Dini, ekonomik ve sosyol birçok nedenden dolayı dünyanın her yerinde siyasal ve sosyal zeminde erkelerin gölgesinde kalan kadınlar, sanayi devriminin ardından sonraki süreçte özellikle 1. Dünya Savaşı ile birlikte cephede, sanayide, tarlada ve ovada erkeklerle birlikte mücadele ederek önemli bir adım attılar. Bunun benzer yansıması Anadolu coğrafyasında da görüldü.
Türkiye Cumhuriyeti’nin ilanından sonraki süreçte sosyal, ekonomik ve siyasal alanda söz sahibi olmaya başlayan kadınlar, tarihe izlerini iyiden iyiye bırakmaya devam ediyordu. Bu çalışmamızda da süregelen bu sürecin bir yansıması olarak Cumhuriyet döneminde çeşitli alanlarda ilkleri gerçekleştiren kadınlarımızın bazılarını inceleyeceğiz.
Refet Angın – İlk Kadın Öğretmen
Eğitici kimliğiyle ön plana çıkan ve Cumhuriyet tarihinin ilk kadın öğretmeni kabul edilen Refet Angın 1915 yılında Çanakkale’de dünyaya geldi. İlk eğitimini okul yerine annesinden alan Angın, Tevhid-i Tedrisat Kanunu’nun kabulüyle normal eğitime devam etti.
Küçük yaşlardan beri öğretmen olma hayali kuran Angın, bu kararını Mustafa Kemal Atatürk ile paylaştı ve Kemal Paşa onu matematik öğretmeni olma hayalinden vazgeçirerek tarih öğretmeni olma yönünde ikna etti. Türkiye’nin dört bir yanında hayalini kurduğu mesleğini icra etti. Ankara Deneme Lisesi kurucu müdiresi ve Milli Eğitim Bakanlığı’nda danışman olarak da görev alan Angın, ömrünün son günü olan 30 Ocak 2010 tarihine kadar eğitim camiasından hiç ayrı kalmadı.
Nezihe Muhiddin – Kadın Hakları Savunucusu, İlk Kadın Partisinin Kurucusu
Cumhuriyet sonrası kadın hareketinin öncü isimlerinden Nezihe Muhiddin ilk kadın partisi olan “Kadınlar Halk Fırkası”nı kurarak kadın hakları mücadelesinin sembol ismi haline geldi. 1889 yılında İstanbul’da dünyaya gözlerini açtı. Eğitimli bir aileye sahip olan ve bu doğrultuda Farsça, Fransızca, Almanca ve Arapça gibi önemli dilleri öğrenen Muhiddin, aldığı bu iyi eğitimle bilinçsel altyapısını güçlendirdi. Öğretmenlik mesleğinin yanında çeşitli yayınlarda yazı kaleme alan Muhiddin’i bugüne asıl taşıyan ve farklı çevrelerce tartışılır hale getiren konu onun tavizsiz kadın hakları savunuculuğuydu.

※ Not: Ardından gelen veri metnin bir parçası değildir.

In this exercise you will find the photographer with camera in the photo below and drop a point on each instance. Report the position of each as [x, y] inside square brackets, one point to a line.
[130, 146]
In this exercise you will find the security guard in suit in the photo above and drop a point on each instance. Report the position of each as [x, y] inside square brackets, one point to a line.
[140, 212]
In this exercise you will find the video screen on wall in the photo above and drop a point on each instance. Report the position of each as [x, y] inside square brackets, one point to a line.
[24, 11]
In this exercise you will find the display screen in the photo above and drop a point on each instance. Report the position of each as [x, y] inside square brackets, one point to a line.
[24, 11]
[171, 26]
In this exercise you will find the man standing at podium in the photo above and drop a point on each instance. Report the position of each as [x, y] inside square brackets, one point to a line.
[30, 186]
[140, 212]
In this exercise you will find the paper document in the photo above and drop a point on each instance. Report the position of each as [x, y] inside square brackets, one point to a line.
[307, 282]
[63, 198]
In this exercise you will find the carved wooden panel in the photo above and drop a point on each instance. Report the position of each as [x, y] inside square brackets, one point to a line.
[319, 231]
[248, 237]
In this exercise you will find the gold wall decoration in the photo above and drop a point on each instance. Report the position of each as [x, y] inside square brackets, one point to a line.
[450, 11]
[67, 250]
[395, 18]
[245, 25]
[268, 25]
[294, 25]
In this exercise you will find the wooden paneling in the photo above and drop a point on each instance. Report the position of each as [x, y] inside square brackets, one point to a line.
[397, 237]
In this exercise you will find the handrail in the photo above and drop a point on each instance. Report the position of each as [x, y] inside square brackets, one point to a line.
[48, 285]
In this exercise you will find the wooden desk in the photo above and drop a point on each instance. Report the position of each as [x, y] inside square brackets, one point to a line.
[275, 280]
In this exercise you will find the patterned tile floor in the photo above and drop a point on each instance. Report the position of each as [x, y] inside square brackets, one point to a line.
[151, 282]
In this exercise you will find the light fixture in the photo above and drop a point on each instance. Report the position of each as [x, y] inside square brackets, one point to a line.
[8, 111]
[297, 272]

Yeni Cumhuriyet rejiminin ilk partisi olan ‘Kadınlar Halk Fırkası’, kadın haklarını esas alması ve kadınlara seçme ve seçilme hakkının verilmesinden 7 yıl önce bu hakları talep etmesi açısından Türk siyasi tarihi için önem arz etmektedir. Ancak bu parti devlet tarafından resmi onay alamamıştı. Mücadeleyle geçen bir ömrün ardından bulunduğu ruh hastalıkları hastanesinde 10 Şubat 1958 tarihinde hayata veda eden Muhiddin gerisinde 1911-1944 yılları arasında yazılmış olan 17 roman, 300 kadar öykü bıraktı.

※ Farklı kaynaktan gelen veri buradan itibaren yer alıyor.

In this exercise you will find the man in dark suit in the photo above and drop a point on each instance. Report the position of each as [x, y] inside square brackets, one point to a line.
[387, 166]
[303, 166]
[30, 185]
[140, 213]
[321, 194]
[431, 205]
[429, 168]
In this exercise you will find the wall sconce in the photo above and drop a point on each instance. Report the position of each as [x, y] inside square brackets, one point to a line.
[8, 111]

Türkan Akyol – İlk Kadın Bakan
Türkiye Cumhuriyeti’nin ilk kadın bakanı olan Türkan Akyol 1928 yılında dünyaya geldi. Ankara Üniversitesi Tıp Fakültesi’nden mezun olan Akyol, 1971 yılında kurulan partiler üstü Nihat Erim Hükümeti’nde Sağlık ve Sosyal Yardım Bakanı olarak görev yaptı. Nihat Erim tarafından parlamento dışından atanan Akyol, Başkanlığın 8. ayında çıkan anlaşmazlıklar nedeniyle 11 bakan ile birlikte görevinden istifa etti. Akademik alanda da çalışmalarını sürdüren Akyol bakanlık görevinden istifa etmesinin ardından Ankara Üniversitesi Rektörlüğü’ne seçildi. 1983 yılında Sosyal Demokrasi Partisi’nin kurucu olarak siyasete atıldı. 7 Eylül 2017 tarihinde vefat etti.
Sabiha Gökçen – İlk Kadın Pilot Ve Savaş Pilotu
Türk Hava Kuvvetleri’nin ve dünyanın ilk pilotu olarak adını tarihe kazıyan Sabiha Gökçen aynı zamanda Atatürk’ün manevi kızıdır. 1959 yılında ABD’ye giderek Türk toplumunu ve Türk kadınını tanıttı. 1996 yılında kariyerinin bu en büyük ödülünü, Amerikan Hava Kurmay Koleji’nin mezuniyet töreninde düzenlenen Kartallar Toplantısı’nda Macwell Hava Üssü’nde aldı ve dünya tarihine adını yazdıran 20 havacıdan biri seçildi. Bu ödülü alan ilk ve tek kadın olma unvanına sahip oldu. 1. Tayyare Alayı’nda görev yaptığı sırada birçok askeri harekâta katıldı.
Safiye Ali – İlk Kadın Tıp Doktoru
Cumhuriyet döneminin ilk kadın tıp doktoru olan Safiye Ali aynı zamanda bu alanda eğitim veren ilk kadın eğitimci olarak da bilinmektedir. 1891 yılında İstanbul’da dünyaya gelen Ali, Amerikan Kız Koleji başta olmak üzere iyi okullardan eğitim aldı. Doktor olma arzusu da Balkan Savaşı sırasında cepheden gelen çok sayıda yaralıyı görmesi sonucu doğdu.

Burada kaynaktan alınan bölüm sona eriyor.